Go ahead and nominate your favorite ineligible and you will be forfeiting the votes of all of us who know what natural born citizen means.
Natural born citizens are NATURALLY citizens because they CANNOT be anything else.
Anyone who is born also something else is not an natural born citizen, they are the foreigners the founders put the natural born citizen clause in to exclude.
Just SHOW ME ANY COURT ruling that says they and Ted Cruz were ineligible to run for President will ya?
Mere rantings from you just wont do.
You are NOT the law.
And how come you never brought any legal action against there gentlemen yourself, if you really think they were ineligible?
Nah, he just boxed their ears!
There is no rule of law and that should be readily apparent.
Natural born citizen have ONE nationality, that’s why they are NATURALLY citizens...
when do the criminals that perpetrated Russia,Russia,Russia go to trial?
When does the stolen election get rectified?
And that is why we have lost our Republic.
Durham is starting their trial just today. They are facing very serious charges.
Look it up.
I quit trying to reason with Lurch a long time ago. He hates Cruz and it won’t be long until he hates DeSantis.
“So, ya take out a personal loan to run your campaign. After election, you can use postelection contributions from corps or groups to pay off a personal loan. Weird.”

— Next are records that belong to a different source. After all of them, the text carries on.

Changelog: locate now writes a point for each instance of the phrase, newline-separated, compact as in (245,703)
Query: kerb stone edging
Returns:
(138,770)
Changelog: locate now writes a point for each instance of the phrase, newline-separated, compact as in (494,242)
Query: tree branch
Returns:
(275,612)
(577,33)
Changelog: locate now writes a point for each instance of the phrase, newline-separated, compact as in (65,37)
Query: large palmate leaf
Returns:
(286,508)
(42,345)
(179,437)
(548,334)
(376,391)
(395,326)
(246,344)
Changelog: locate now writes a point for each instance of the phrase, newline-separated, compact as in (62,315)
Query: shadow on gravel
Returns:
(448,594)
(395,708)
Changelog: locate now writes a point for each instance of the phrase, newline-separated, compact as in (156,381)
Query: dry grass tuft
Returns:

Not exactly. Cruz lent his campaign money from his own pocket, and then used the contributions to repay the loan. As long as the loan was used for legitimate campaign expenses and not to pay some relative or friend for “work” on the campaign, I don’t see any issue with him getting repaid for the loan.
later
Actually, what struck me as “weird” about this is that Senator Cruz lent his campaign exactly $10,000 over the $250,000 that he had to have known beforehand would be his repayment limit after the 20-day reimbursement period was up.
By statue, he could only be fully repaid an amount in excess of the $250,000 within 20 days of the election. He knew that. He loaned $260,000 to his campaign. He waited more than 20 days. His campaign, then, could only reimburse $250,000. Stuck with a loss of $10,000, now he’s a “damaged party” in legal terms, and has cause to sue.
I think Sen. Cruz had this sad sack of an FEC statue in his crosshairs the day he made the loan to his campaign, planned all along to get tripped up by it, to be unable to get that last $10,000 back, and then use that as his basis for this suit. That’s damnably shrewd strategy, if you ask me.
I won't bore you with the ad nauseum arguments made years ago, but when the country started, there was very few people actually born in America, so they wanted to make sure the POTUS would have been. After a few years, it became more common for people to be born here so a child born with one parent a citizen became enough.
Obama was raised in Indonesia as a Muslim, but was deemed "American" by the SCOTUS due to his mother. Personally, I believe he gave up his citizenship to be adopted in Indonesia, and also his name was changed. To be POTUS he had to say whether he ever had an alias. Being named "Barry Soretoro" would qualify.
If you live in Texas, please don't vote, other wise we will end up with Beto as Governor because of your hard headedness. Cruz has an American mother and that has settled it in court several times. However you choose to read it, it has been settled in court and he can run and win.
The Supreme Court has not addressed it.